Endurance Technologies has demonstrated consistent returns over the last three years, outperforming the BSE500 index in each annual period. This track record highlights the company’s ability to deliver shareholder value through both market cycles and sector-specific challenges. The midcap status offers a blend of growth potential and relative stability, making it an attractive option for investors seeking exposure to the auto components sector without excessive volatility.

Sector and Industry Context

Operating in the Auto Components & Equipments sector, Endurance Technologies benefits from the ongoing recovery and growth in the automotive industry. Demand for two-wheelers and passenger vehicles in India remains robust, supported by favourable economic conditions and rising consumer spending.
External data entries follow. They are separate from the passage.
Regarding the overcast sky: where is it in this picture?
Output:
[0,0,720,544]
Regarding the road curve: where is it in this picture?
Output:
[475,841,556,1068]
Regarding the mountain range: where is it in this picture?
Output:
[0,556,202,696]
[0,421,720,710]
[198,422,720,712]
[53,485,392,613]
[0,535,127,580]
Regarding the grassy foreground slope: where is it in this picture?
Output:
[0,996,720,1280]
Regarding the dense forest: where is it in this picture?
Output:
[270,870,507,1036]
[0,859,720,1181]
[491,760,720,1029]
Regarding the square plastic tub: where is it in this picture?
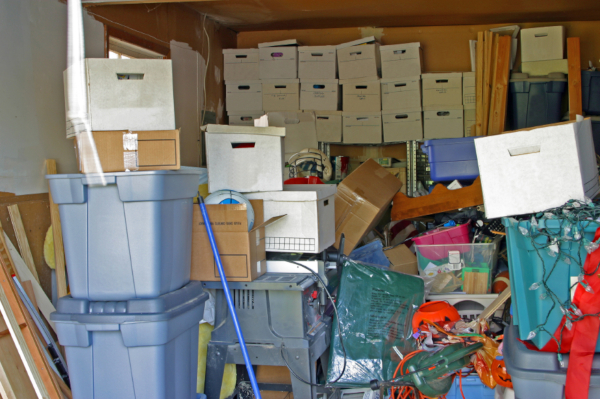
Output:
[421,137,479,181]
[50,281,208,399]
[502,325,600,399]
[46,168,202,301]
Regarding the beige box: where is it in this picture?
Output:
[381,107,423,143]
[298,46,337,80]
[423,105,464,139]
[521,26,565,62]
[463,72,477,109]
[258,43,298,79]
[463,109,476,137]
[342,111,382,144]
[381,75,421,111]
[421,72,462,108]
[336,36,381,79]
[227,111,265,126]
[380,43,423,79]
[315,111,342,143]
[225,80,263,113]
[340,79,381,112]
[261,79,300,112]
[223,48,259,81]
[300,79,341,111]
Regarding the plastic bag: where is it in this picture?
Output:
[327,261,425,387]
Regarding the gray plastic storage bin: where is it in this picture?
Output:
[502,325,600,399]
[50,281,208,399]
[46,168,201,301]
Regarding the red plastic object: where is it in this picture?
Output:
[283,176,325,184]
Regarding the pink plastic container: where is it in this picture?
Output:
[413,223,470,260]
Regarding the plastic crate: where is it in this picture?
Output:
[421,137,479,181]
[46,168,203,301]
[50,281,208,399]
[502,218,600,352]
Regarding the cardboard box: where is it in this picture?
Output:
[340,79,381,112]
[63,58,176,138]
[315,111,342,143]
[225,80,263,113]
[521,59,569,76]
[244,184,337,253]
[381,75,421,111]
[300,79,341,111]
[74,130,181,173]
[223,48,260,82]
[336,36,381,79]
[383,244,419,276]
[262,79,300,112]
[521,26,565,62]
[227,111,265,126]
[421,72,462,107]
[268,112,319,158]
[205,125,285,193]
[190,201,282,281]
[335,159,402,255]
[463,72,477,109]
[298,46,337,80]
[258,40,298,79]
[380,43,423,79]
[475,116,600,218]
[423,105,465,139]
[381,107,423,143]
[342,112,382,144]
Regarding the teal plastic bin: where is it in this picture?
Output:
[502,218,600,352]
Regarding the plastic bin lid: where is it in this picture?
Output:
[50,281,208,324]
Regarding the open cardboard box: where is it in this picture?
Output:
[191,200,285,281]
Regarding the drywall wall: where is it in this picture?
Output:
[0,0,104,194]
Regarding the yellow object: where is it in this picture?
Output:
[44,226,56,269]
[196,324,237,399]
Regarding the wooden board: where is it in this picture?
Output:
[567,37,583,121]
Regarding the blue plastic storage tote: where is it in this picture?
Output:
[421,137,479,181]
[50,281,208,399]
[46,168,202,301]
[508,73,567,130]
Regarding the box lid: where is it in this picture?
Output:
[202,125,285,137]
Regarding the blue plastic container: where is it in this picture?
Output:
[421,137,479,181]
[502,218,600,352]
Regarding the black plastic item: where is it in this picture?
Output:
[508,73,567,130]
[581,71,600,115]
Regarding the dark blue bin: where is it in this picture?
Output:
[508,73,567,130]
[421,137,479,181]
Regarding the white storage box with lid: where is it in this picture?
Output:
[340,79,381,112]
[244,184,337,253]
[300,79,341,111]
[381,107,423,143]
[46,167,203,301]
[206,125,285,193]
[225,80,263,113]
[423,105,465,139]
[475,116,600,219]
[223,48,260,82]
[421,72,462,107]
[63,58,176,137]
[521,26,565,63]
[336,36,381,79]
[50,281,208,399]
[380,43,423,79]
[342,112,382,144]
[262,79,300,112]
[258,40,298,79]
[298,46,337,80]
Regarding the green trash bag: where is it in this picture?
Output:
[327,261,425,387]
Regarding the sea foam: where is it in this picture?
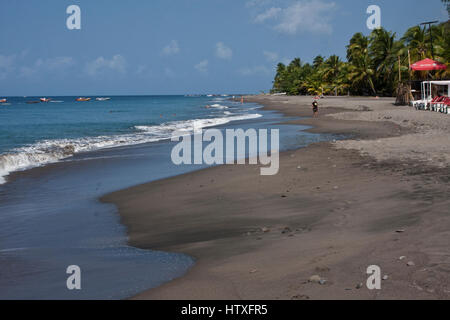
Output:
[0,113,262,184]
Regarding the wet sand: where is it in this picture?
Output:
[102,96,450,300]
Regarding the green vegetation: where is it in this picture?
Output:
[272,22,450,96]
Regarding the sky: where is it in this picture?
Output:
[0,0,448,97]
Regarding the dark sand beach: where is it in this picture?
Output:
[102,96,450,300]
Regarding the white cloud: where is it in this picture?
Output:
[239,66,271,76]
[18,57,75,78]
[84,54,127,76]
[254,8,283,23]
[254,0,336,34]
[162,40,180,56]
[164,68,175,78]
[245,0,272,8]
[216,42,233,60]
[194,60,209,73]
[0,54,16,80]
[263,51,279,62]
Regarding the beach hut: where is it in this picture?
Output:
[410,59,450,110]
[413,80,450,113]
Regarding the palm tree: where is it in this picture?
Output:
[401,26,431,61]
[369,28,402,94]
[313,55,325,70]
[347,32,369,62]
[322,55,342,82]
[347,33,377,95]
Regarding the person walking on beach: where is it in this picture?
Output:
[313,100,319,118]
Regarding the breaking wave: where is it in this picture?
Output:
[0,114,262,184]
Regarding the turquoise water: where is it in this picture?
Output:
[0,96,338,299]
[0,96,260,183]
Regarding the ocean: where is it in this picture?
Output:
[0,96,333,299]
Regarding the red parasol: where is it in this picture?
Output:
[411,59,447,71]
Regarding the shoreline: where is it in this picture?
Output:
[101,96,450,299]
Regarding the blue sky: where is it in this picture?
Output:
[0,0,447,96]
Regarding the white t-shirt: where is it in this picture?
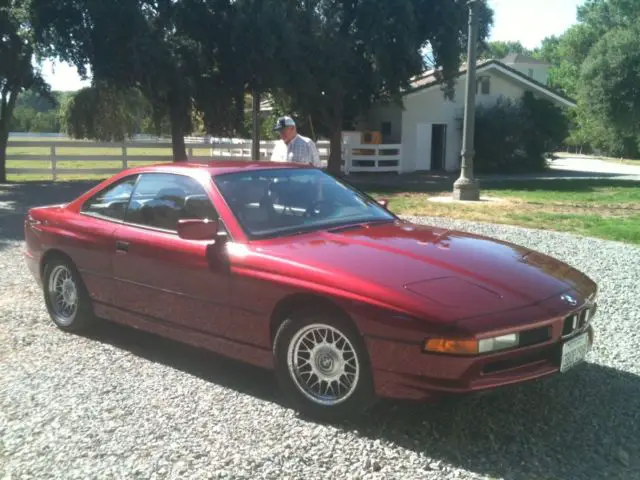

The company’s strong operational metrics and net-debt free status position it well to capitalise on sector growth while managing risks associated with supply chain disruptions and raw material price fluctuations.

Summary

In summary, Endurance Technologies Ltd.’s 'Hold' rating by MarketsMOJO reflects a balanced assessment of its current fundamentals, valuation, financial trends, and technical outlook. The company’s strong quality metrics, fair valuation, positive financial trajectory, and mildly bullish technical stance provide a comprehensive picture for investors. While not a definitive buy signal, the rating suggests that the stock is well-positioned for steady performance, making it suitable for investors with a moderate risk appetite seeking exposure to the auto components sector.

Looking Ahead

Investors should continue to monitor quarterly earnings updates, sector developments, and broader market conditions to reassess the stock’s outlook. Given the company’s net-debt free status and institutional backing, Endurance Technologies is likely to maintain resilience in the face of economic uncertainties. However, valuation multiples and technical momentum will remain key factors influencing future rating adjustments and investor sentiment.